Long Beach has had a Citizens Police Complaint Commission since 1990, but after decades of complaints about its lack of actual authority to hold police accountable, the city is asking voters to decide if a new model would serve the city better. That’s the essence of Measure E.
City officials turned to a consultant to retool the CPCC after protests over the murder of George Floyd rocked the city as citizens called for more police accountability. After limited public outreach, the consultant proposed an auditor-monitor model that would look at systemic trends within the department rather than investigating individual cases of alleged misconduct, which the CPCC currently does.

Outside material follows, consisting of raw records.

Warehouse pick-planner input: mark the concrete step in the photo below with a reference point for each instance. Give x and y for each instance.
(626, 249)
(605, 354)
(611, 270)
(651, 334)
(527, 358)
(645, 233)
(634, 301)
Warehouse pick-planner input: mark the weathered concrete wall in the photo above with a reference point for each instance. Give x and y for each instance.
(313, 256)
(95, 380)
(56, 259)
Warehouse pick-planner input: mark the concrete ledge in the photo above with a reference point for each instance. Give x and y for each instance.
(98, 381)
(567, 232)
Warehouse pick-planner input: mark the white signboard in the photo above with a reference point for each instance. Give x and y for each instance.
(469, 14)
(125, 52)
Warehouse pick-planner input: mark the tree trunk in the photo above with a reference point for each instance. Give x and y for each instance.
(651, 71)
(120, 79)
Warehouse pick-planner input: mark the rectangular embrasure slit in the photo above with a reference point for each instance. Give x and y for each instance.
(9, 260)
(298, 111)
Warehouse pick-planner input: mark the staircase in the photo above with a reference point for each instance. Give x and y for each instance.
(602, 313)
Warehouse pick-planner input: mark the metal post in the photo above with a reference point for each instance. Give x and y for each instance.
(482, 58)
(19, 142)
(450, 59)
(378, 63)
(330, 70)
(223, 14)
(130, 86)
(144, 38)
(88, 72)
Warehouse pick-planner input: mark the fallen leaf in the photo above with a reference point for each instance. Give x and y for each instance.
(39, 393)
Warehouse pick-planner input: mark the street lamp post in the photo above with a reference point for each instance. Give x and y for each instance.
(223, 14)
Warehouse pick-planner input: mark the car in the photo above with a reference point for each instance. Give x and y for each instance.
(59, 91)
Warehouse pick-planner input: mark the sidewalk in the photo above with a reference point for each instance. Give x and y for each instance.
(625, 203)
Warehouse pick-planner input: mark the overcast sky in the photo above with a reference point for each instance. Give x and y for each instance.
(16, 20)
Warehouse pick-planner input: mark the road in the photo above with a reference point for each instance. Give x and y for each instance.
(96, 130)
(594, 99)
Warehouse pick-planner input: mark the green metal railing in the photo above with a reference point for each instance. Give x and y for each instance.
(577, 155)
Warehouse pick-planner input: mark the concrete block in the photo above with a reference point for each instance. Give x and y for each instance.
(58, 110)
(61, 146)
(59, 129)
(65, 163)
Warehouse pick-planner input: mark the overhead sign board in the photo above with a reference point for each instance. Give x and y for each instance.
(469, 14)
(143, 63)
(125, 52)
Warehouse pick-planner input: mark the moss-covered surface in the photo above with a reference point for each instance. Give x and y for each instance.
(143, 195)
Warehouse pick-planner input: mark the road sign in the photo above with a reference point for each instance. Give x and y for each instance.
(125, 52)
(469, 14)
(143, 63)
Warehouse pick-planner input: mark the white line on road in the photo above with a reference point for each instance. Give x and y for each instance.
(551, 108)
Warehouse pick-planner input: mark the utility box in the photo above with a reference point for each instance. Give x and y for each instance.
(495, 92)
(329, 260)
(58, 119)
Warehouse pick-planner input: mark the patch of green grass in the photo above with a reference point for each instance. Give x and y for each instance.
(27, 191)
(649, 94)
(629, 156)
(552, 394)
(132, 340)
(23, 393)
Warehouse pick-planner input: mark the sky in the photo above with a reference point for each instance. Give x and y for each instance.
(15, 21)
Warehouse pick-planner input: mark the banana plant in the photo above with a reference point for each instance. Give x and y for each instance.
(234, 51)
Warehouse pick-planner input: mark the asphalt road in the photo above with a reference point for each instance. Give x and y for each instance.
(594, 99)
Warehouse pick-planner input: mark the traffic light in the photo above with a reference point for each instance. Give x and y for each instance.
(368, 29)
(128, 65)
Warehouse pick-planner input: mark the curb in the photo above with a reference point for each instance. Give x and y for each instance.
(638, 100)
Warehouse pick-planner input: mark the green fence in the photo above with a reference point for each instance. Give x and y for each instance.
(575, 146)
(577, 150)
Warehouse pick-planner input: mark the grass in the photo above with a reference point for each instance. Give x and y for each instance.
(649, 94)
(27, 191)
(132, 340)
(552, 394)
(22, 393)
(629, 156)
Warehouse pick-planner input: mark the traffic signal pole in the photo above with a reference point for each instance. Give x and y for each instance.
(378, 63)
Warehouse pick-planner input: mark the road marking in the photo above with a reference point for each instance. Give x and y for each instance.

The city says this new model will increase access to investigations and transparency because the auditor, which the City Council would appoint, would review all major use of force incidents and would be able to investigate allegations against high-ranking police officials. However, they would have to get permission from city management before doing so.
Investigations into police officers are constrained by state laws, which often shield officers’ disciplinary files from the public and keep them from having to testify under oath in public. Long Beach’s attorneys say these laws have tied the current commission’s hands—although the rules have never really been tested because the CPCC hasn’t ever tried to subpoena anyone to testify at a public hearing. Almost all of the CPCC’s deliberations take place in secret.
Opponents of the new model say the changes would strip away what little power the commissioners do have because it would push the commission into a community-relations role rather than helping investigate complaints against officers.
A “yes” vote would create a new Police Oversight Commission and cost the city about $900,000 annually for additional staffing. City officials said if Measure E passes it would likely take some time to implement all of its changes.
A “no” vote would keep the CPCC in place. Members of the City Council have said they were open to increasing funding to the CPCC to make it more effective if Measure E loses.
Either way, disciplinary authority over police officers will rest with the police chief and city manager, not the oversight commission.